Yusef Daher said there were only 8,000 Christians left in Jerusalem and that a report that Christians wanted to emigrate of their own volition wasn’t entirely correct.

“My brother who in in the US now, was deprived the right to come back to Jerusalem, they [the Israeli authorities] revoked his residency right.”

A recent survey carried out by Near East Consulting in Ramallah showed that 62 percent of Christians in Jerusalem wanted to emigrate. A third of them said they knew of one family who had left in the last five years.

Bernard Sabella an expert on Palestinian Christian history and demography who oversaw the recent survey said of the 300 Christians surveyed, 81 percent believed the occupation was the biggest challenge they faced.

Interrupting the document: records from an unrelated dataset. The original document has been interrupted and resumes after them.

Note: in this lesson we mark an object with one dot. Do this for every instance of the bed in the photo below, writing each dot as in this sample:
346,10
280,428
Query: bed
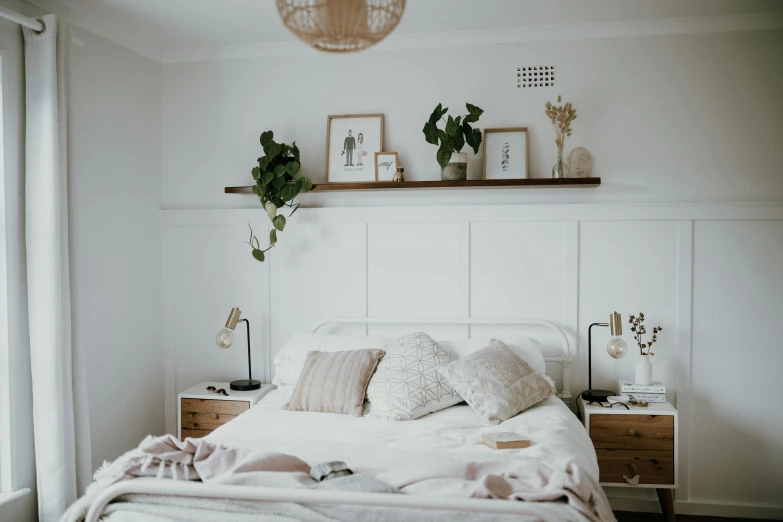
373,447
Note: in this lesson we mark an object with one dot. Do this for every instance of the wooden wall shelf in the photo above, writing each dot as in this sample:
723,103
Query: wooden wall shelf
471,183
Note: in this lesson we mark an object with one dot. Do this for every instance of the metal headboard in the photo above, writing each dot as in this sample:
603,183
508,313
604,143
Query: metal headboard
564,360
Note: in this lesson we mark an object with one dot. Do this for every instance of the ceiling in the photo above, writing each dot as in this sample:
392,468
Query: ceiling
156,28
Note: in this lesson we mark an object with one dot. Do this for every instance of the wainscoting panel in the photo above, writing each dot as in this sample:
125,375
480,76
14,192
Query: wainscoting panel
318,271
711,275
737,419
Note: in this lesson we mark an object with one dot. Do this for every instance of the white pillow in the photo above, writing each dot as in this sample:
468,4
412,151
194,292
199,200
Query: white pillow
289,361
528,350
406,384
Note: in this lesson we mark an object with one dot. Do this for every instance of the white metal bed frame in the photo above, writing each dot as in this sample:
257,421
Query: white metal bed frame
150,486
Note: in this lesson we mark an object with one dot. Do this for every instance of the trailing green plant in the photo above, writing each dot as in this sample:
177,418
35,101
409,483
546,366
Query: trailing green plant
276,186
456,133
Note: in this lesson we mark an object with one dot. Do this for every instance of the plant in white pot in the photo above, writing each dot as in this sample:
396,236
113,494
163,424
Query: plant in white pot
458,131
643,370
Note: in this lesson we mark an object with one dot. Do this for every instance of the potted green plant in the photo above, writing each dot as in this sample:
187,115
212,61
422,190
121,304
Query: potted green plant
276,186
450,140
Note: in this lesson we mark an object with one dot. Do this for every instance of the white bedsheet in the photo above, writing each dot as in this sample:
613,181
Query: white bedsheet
372,445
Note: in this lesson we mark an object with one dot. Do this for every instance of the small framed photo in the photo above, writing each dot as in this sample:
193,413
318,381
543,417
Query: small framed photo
351,143
386,164
506,153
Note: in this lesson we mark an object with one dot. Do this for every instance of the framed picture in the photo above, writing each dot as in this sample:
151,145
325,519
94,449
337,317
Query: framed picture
386,164
351,143
506,153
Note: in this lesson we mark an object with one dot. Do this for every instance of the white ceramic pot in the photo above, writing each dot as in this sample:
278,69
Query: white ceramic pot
643,374
457,169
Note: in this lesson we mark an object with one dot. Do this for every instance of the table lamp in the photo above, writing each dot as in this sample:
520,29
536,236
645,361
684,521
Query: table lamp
225,338
616,348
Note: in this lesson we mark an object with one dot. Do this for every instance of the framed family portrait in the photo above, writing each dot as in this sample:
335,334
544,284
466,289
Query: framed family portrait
506,153
386,164
351,143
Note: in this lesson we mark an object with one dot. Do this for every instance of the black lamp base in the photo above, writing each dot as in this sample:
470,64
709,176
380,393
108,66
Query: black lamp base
597,395
245,385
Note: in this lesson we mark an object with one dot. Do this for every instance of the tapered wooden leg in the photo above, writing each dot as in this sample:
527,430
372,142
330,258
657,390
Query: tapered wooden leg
667,503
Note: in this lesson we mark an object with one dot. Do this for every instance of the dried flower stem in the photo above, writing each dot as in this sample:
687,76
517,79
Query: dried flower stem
561,117
638,329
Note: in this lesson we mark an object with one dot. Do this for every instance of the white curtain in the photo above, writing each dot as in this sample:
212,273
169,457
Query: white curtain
60,418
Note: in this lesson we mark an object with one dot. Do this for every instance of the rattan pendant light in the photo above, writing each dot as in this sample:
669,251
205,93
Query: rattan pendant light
341,26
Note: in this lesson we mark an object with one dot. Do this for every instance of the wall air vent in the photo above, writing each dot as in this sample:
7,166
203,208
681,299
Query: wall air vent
533,76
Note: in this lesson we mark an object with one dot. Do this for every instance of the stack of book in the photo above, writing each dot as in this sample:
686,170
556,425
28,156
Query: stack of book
653,392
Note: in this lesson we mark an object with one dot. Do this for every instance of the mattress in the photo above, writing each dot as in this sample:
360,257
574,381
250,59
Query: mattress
371,445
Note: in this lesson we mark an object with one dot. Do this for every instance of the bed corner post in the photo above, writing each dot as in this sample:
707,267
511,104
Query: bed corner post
566,361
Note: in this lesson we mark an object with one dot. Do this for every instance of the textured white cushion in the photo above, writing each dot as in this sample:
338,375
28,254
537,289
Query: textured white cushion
406,385
528,350
496,383
289,361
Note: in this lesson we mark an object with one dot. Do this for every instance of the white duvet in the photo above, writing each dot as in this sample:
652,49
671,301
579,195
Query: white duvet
371,445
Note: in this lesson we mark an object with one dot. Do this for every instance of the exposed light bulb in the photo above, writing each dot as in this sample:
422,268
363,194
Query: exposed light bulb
616,347
224,338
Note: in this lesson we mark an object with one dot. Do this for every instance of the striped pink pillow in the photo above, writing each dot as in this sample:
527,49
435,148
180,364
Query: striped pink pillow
335,382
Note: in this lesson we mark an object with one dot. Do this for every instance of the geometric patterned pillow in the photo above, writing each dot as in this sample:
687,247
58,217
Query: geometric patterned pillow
406,385
496,382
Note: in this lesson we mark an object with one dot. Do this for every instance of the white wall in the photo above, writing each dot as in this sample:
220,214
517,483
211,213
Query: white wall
684,123
115,154
685,118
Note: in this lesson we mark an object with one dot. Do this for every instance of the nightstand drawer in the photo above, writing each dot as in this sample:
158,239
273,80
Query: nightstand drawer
192,420
213,406
652,466
651,432
194,434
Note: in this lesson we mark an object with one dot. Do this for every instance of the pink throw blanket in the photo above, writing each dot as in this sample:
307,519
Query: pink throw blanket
197,459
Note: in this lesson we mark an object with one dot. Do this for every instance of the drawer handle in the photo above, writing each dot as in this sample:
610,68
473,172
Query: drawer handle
634,481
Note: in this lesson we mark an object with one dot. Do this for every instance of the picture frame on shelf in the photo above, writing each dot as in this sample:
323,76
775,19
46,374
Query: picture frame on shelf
580,163
386,164
506,153
351,143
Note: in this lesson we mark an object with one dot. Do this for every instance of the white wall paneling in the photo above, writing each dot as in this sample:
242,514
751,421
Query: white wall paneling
736,362
570,264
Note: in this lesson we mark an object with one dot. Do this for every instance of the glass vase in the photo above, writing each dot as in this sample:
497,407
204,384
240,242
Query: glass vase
643,373
560,169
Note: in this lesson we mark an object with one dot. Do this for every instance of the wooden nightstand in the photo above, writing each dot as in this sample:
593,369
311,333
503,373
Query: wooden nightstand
636,448
199,412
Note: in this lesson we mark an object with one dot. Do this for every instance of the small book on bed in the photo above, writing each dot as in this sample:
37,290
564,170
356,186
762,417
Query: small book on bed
504,440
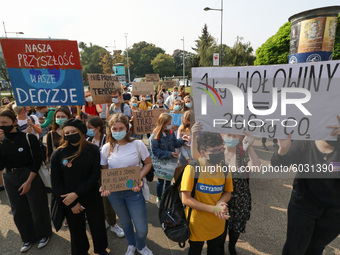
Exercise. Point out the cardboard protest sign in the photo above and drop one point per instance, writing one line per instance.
(164, 168)
(120, 178)
(44, 72)
(154, 77)
(101, 86)
(143, 88)
(145, 121)
(168, 84)
(269, 101)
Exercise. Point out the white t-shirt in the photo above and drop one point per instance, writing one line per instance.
(23, 125)
(123, 155)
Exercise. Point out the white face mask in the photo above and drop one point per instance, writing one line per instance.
(115, 100)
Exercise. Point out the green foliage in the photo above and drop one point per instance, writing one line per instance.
(336, 52)
(205, 47)
(276, 49)
(239, 55)
(91, 58)
(140, 56)
(163, 64)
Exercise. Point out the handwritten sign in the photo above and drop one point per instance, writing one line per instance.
(44, 72)
(143, 88)
(169, 84)
(269, 101)
(120, 178)
(154, 77)
(164, 168)
(101, 86)
(144, 122)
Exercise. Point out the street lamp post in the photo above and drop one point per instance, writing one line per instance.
(221, 10)
(17, 33)
(127, 57)
(183, 62)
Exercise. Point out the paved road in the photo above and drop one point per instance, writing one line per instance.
(266, 229)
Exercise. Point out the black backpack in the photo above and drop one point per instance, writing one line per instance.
(172, 214)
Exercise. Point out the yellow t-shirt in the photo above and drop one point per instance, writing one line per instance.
(144, 105)
(210, 187)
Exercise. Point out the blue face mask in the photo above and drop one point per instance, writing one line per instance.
(188, 105)
(90, 132)
(119, 135)
(231, 142)
(60, 121)
(177, 107)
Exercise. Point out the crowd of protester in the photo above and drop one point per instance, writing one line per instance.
(78, 141)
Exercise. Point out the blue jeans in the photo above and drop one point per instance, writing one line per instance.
(160, 186)
(130, 206)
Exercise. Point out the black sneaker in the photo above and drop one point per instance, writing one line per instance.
(26, 247)
(43, 242)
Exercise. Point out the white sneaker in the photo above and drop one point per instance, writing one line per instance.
(131, 250)
(117, 230)
(145, 251)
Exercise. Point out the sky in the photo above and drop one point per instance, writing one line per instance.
(161, 22)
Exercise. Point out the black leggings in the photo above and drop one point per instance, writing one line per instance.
(214, 246)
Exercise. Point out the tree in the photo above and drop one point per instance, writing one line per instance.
(90, 58)
(205, 47)
(163, 64)
(276, 49)
(239, 55)
(140, 56)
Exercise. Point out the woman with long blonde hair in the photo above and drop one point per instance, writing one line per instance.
(75, 172)
(123, 151)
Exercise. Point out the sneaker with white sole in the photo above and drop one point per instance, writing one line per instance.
(117, 230)
(25, 247)
(131, 250)
(145, 251)
(43, 242)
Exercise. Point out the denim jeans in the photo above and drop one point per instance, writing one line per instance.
(130, 206)
(160, 187)
(310, 227)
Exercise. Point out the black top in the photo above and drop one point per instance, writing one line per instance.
(81, 177)
(322, 188)
(15, 152)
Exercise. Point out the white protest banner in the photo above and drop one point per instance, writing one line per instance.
(143, 88)
(145, 121)
(120, 178)
(269, 101)
(101, 86)
(164, 168)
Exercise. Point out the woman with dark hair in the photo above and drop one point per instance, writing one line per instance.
(122, 151)
(60, 116)
(96, 132)
(21, 156)
(75, 174)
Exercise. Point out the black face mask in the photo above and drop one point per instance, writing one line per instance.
(7, 129)
(333, 143)
(74, 138)
(215, 159)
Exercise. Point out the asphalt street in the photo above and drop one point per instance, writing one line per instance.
(265, 232)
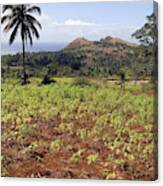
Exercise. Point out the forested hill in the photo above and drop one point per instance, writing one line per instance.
(106, 57)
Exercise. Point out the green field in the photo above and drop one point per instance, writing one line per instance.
(71, 130)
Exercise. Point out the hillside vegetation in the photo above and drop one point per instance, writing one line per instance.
(107, 57)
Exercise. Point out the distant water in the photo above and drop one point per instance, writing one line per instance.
(37, 47)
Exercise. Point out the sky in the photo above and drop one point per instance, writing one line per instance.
(63, 22)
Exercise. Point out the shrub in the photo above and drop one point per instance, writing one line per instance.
(81, 81)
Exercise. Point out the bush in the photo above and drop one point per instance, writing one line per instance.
(81, 81)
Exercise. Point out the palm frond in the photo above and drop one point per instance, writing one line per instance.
(14, 33)
(34, 9)
(33, 20)
(7, 7)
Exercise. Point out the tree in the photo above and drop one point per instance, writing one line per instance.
(148, 37)
(19, 19)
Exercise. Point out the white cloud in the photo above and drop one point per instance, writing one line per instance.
(72, 22)
(68, 29)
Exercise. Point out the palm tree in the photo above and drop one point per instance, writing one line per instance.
(19, 19)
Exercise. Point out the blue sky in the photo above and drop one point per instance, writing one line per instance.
(63, 22)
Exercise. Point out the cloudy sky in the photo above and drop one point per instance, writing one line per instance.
(63, 22)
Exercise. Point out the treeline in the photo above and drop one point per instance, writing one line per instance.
(95, 60)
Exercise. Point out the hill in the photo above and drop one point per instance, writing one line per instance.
(106, 57)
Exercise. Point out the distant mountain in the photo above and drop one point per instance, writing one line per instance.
(114, 41)
(107, 56)
(79, 42)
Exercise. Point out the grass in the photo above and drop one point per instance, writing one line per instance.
(69, 131)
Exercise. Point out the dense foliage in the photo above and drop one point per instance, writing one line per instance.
(78, 131)
(98, 59)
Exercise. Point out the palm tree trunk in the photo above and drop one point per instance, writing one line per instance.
(24, 79)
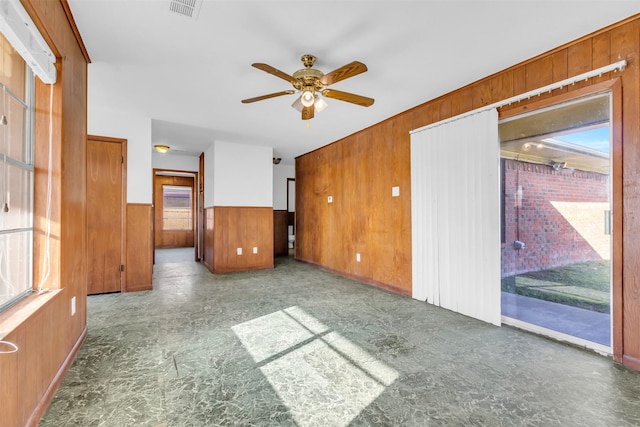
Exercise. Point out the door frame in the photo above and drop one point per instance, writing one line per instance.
(614, 87)
(195, 204)
(123, 202)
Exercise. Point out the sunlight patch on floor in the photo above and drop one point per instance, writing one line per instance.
(323, 378)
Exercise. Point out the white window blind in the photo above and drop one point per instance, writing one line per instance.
(456, 217)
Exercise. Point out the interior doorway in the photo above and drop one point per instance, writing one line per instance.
(291, 214)
(175, 210)
(106, 201)
(556, 198)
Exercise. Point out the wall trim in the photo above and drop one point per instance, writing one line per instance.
(631, 362)
(364, 280)
(43, 404)
(74, 28)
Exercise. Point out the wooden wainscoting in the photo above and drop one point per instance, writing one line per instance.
(230, 228)
(138, 268)
(280, 234)
(207, 238)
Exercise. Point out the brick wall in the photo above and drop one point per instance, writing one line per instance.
(561, 218)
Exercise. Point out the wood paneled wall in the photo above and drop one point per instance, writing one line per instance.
(42, 326)
(207, 238)
(230, 228)
(359, 171)
(280, 234)
(138, 268)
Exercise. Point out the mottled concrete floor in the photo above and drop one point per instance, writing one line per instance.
(296, 346)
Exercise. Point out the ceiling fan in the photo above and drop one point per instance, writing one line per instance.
(310, 83)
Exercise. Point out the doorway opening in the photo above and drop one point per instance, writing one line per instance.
(175, 214)
(556, 219)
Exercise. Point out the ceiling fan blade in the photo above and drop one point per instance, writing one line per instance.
(271, 95)
(307, 112)
(348, 97)
(271, 70)
(344, 72)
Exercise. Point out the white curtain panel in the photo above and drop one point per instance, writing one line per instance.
(455, 215)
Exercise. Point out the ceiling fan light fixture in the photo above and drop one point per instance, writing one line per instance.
(297, 104)
(162, 149)
(307, 99)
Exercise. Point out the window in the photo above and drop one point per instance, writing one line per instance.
(16, 176)
(177, 212)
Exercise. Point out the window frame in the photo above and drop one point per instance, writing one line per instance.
(28, 165)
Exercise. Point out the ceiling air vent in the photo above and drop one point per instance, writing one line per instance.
(188, 8)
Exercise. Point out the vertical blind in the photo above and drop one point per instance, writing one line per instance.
(455, 215)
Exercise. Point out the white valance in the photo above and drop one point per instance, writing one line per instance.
(24, 36)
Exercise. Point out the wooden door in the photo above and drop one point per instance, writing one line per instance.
(105, 209)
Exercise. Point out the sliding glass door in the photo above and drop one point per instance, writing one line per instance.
(556, 220)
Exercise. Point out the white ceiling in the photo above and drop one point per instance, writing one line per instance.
(189, 75)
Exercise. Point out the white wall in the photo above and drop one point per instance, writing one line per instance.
(280, 175)
(209, 177)
(243, 175)
(175, 162)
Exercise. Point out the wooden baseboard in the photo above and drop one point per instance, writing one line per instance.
(631, 362)
(43, 404)
(365, 280)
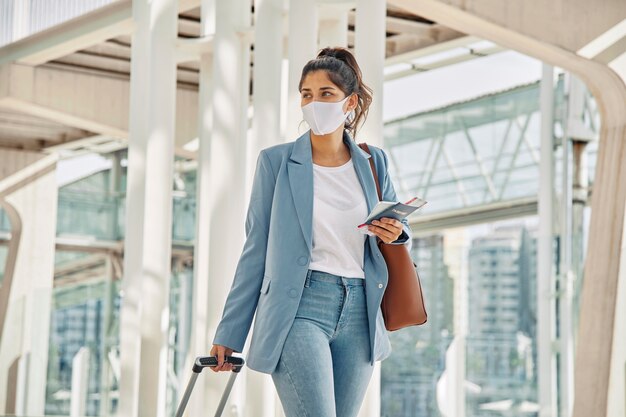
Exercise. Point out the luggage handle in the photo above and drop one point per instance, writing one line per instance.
(211, 361)
(206, 362)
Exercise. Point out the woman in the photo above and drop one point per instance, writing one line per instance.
(315, 281)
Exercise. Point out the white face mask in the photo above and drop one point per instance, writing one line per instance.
(324, 117)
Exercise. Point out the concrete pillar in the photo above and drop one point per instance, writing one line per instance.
(231, 79)
(333, 25)
(147, 245)
(266, 100)
(80, 383)
(370, 54)
(200, 339)
(302, 47)
(28, 195)
(546, 364)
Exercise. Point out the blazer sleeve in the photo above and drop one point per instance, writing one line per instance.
(389, 194)
(243, 297)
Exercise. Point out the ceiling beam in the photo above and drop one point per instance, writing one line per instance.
(81, 32)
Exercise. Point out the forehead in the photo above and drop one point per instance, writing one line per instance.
(317, 79)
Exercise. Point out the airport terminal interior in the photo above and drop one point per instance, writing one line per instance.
(129, 132)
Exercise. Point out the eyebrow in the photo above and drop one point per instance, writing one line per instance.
(323, 88)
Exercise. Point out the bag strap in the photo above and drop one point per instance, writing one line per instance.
(367, 149)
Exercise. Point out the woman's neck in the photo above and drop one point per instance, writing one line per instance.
(329, 150)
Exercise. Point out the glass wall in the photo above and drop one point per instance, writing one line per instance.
(477, 354)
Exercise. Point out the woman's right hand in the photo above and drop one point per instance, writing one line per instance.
(221, 351)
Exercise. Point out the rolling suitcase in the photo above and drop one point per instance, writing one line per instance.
(204, 362)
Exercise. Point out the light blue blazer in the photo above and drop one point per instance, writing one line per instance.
(271, 271)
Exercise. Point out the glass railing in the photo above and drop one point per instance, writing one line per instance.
(101, 215)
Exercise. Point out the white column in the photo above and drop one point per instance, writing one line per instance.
(147, 246)
(28, 195)
(231, 72)
(266, 100)
(546, 367)
(21, 19)
(370, 54)
(200, 340)
(302, 47)
(80, 382)
(566, 276)
(333, 26)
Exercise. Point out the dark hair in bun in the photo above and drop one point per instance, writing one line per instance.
(343, 71)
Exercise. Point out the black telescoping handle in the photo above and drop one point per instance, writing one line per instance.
(211, 361)
(204, 362)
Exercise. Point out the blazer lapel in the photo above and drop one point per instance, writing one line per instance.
(300, 172)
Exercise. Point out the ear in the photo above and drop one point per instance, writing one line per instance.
(352, 102)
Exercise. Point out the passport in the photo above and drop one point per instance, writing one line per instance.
(394, 210)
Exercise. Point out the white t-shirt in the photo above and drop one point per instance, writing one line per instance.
(339, 206)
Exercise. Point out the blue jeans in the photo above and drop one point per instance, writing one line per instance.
(324, 368)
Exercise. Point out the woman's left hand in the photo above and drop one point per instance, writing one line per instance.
(387, 229)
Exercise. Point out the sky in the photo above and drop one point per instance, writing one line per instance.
(401, 97)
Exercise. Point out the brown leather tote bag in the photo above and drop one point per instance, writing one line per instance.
(403, 303)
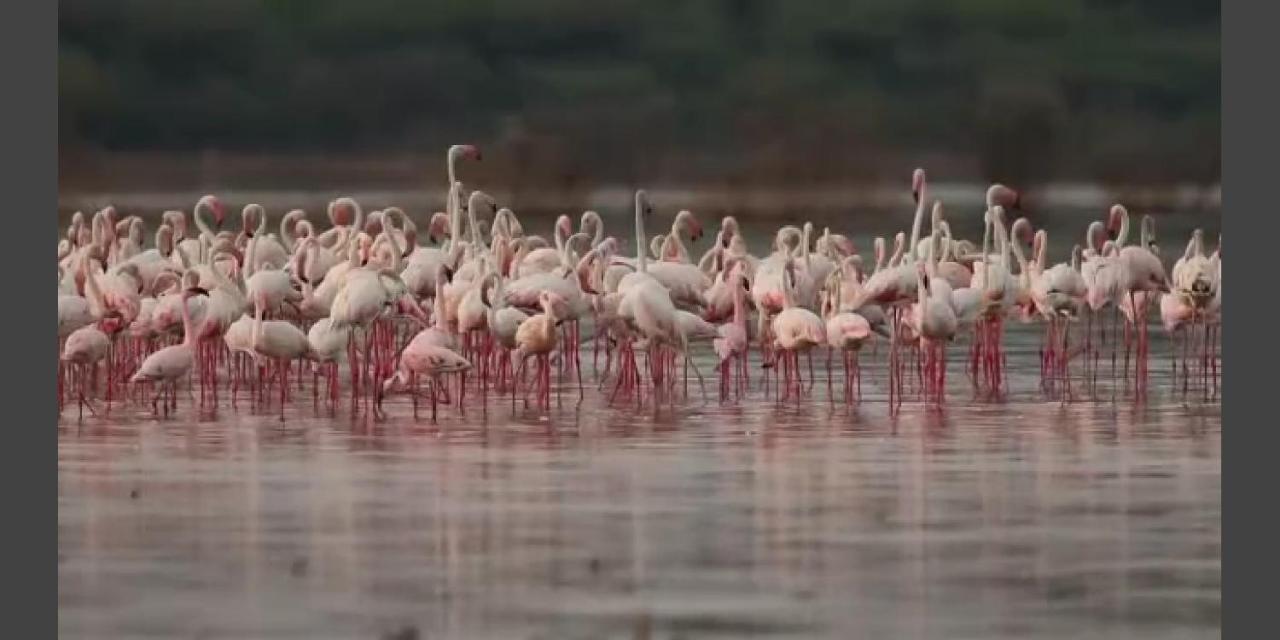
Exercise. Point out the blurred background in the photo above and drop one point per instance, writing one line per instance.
(566, 96)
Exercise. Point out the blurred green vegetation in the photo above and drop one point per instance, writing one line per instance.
(1022, 90)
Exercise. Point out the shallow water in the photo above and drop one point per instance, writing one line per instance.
(1020, 519)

This was followed by settlements and an absence of a peace process, then by a variety of economic factors including unemployment and housing.

“One of the problems Christian Palestinians always come back to is really the absence of a political solution,” said Sabella.

This week Israeli authorities placed three Israeli citizens under house arrest during the time of the Papal visit with the belief the Jewish ultra-nationalist would disrupt the visit in some way.

There has been a growing fear that “price tag” attacks against the Christian community would occur during the Papal visit.

Head of Jerusalem Inter Church Center Yusef Daher said he had kept a record of price tag attacks over the past five years.

He said the number had doubled from 10 attacks in 2012, to 22 in 2013.

In early May vandals wrote “death to Arabs and Christians” in Hebrew on the Vatican’s Notre Dame Centre in Jerusalem’s Old City and similar graffiti was found on a wall close to the Romanian Orthodox church.

Just weeks earlier attacks occurred against Christians in the Galilee, where a place of worship was vandalised and stones thrown at pilgrims. A radical rabbi also sent a threatening letter to a priest in Nazareth.

“We think that fanatic Jewish individuals or groups are encouraged indirectly at least by the Government policy, which is not interested in peace, which is encouraging more settlements during the peace talks and which claims exclusivity over the Old City for the Jewish majority,” he said.

Hopes from the Pope’s visit

Local worshippers are hoping Pope Francis will use the whirlwind trip to Israel and the West Bank to recognize their plight but after the collapse of recent peace talks they are not hopeful.

“We cannot expect much for the Pope - but we need a message of justice and peace, or encouragement, of hope for the future,” said Father Jamal Khader, head of the Latin Patriarchate Seminary and Spokesperson for Pope Francis’s visit.

Hind Khoury said she believed it was within the Pope’s mandate to condemn the occupation and the treatment of Palestinians.

“The visit of a very high moral authority in the world is needed - what is happening in Jerusalem is not only an abuse of international law and human rights it’s so morally  incorrect that one people is given the right to life, while another people is denied the simple right to live.

“I think the Pope is very much in his mandate to speak out and condemn the violence and injustice that is ongoing here and I also think that as a man of the church he will not be interfering in a conflict, because a conflict assumes two equal parties, but here we have an occupying power and an occupied people, this lack of parity is a source of injustice that also the church has a mandate to actively interfere,” said Khoury.

With an eye towards promoting reconciliation and unification between restive religious groups, Pope Francis is traveling with Rabbi Abraham Skorka and Omar About, a leader of Argentina’s Islamic community - two friends from his time as archbishop of Buenos Ares.